The irony of Colin finally finding his family only on the occasion of his death was not lost on me. It was one last kick to the gut by a god with a twisted sense of humor.
Richard and I sat in silence for a moment, each lost in our own thoughts. I was the first to sp
eak again. "I can’t believe he’s dead."
"I know."
"I loved him so much."
"I know."
"It was my fault."
Richard scooted closer and put his hand firmly on my shoulder. "It wasn’t your fault. It wasn’t anybody’s fault. Sometimes, bad things happen to good people. God never gives us anything we can’t carry."
"Don’t patronize me."
"He loved you."
"Who? God?" I snorted.
"Colin. Colin loved you."
My mind told me he hadn’t loved me enough to get out of the car and swim to shore. He hadn’t loved me enough to fight for our life together. I said, "I want to see my mom."
"As soon as you’ve had a shower and put on clean pajamas."
I started to say, "I don’t need—" but he interrupted me, "Yes. You do." He waited while a nurse accompanied me to the showers.
I stood in the hot water for a long time, letting it wash away the dried tears on my face. I soaped and scrubbed. For a short while, it gave me the illusion that I could rinse my troubles down the drain. I put on clean pajamas, hunter green, and my robe. When I got back to my room, Richard was seated at the desk. He closed his laptop.

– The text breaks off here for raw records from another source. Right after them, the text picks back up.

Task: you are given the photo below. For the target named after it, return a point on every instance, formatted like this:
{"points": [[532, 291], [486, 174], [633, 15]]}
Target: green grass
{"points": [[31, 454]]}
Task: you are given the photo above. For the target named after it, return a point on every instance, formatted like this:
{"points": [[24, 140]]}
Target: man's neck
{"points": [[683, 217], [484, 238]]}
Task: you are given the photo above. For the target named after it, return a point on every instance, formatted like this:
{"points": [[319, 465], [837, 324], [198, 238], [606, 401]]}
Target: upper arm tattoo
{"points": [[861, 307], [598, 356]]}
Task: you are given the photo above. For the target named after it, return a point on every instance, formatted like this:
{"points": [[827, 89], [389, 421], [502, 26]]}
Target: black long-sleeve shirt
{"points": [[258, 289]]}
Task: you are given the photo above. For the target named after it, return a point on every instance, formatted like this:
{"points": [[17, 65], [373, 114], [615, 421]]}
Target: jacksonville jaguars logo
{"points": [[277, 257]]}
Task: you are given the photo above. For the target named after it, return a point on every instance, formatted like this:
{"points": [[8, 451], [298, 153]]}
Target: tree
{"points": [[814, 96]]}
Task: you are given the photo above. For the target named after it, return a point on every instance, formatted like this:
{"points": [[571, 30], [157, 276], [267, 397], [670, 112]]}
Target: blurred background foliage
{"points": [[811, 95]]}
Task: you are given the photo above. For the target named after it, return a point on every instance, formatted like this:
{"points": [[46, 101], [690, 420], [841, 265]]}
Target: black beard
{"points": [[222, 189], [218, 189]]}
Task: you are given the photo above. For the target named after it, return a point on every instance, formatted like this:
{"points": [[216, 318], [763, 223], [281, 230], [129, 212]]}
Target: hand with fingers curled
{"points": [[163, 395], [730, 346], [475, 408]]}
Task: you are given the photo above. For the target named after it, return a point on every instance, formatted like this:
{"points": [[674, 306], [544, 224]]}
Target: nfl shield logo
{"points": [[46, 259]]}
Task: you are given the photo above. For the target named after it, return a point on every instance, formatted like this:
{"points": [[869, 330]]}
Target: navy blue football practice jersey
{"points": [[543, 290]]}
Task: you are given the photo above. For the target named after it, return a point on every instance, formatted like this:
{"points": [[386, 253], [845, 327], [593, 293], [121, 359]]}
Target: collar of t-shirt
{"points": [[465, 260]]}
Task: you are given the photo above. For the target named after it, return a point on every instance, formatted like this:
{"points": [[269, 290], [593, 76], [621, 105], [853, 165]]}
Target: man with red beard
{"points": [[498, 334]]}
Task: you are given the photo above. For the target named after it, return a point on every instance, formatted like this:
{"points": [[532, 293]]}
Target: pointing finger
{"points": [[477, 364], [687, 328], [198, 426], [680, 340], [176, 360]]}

"You didn’t make my bed?" My voice came out dead-pan.
Richard’s mouth lifted at one side. "My job is to straighten your head, not your bed."
"Aren’t you the witty one, Mr. Wilde."
"I’m a poet, and I don’t even know it."
I replied that he was a dork with a spork, an old comeback from my high school days, though my sass had no steam.
He chuckled. "I think we’re devolving, but I’m glad to see you’re feeling better."
"Don’t get too excited. This is just my manic phase. It won’t last."
"All right, let’s see if we can use this mania of yours to get a good meal in you. Everyone has gone to the dining room for lunch, including your mother. Shall we?"
"You can’t come with me. That'd be like Abram coming on a date with me."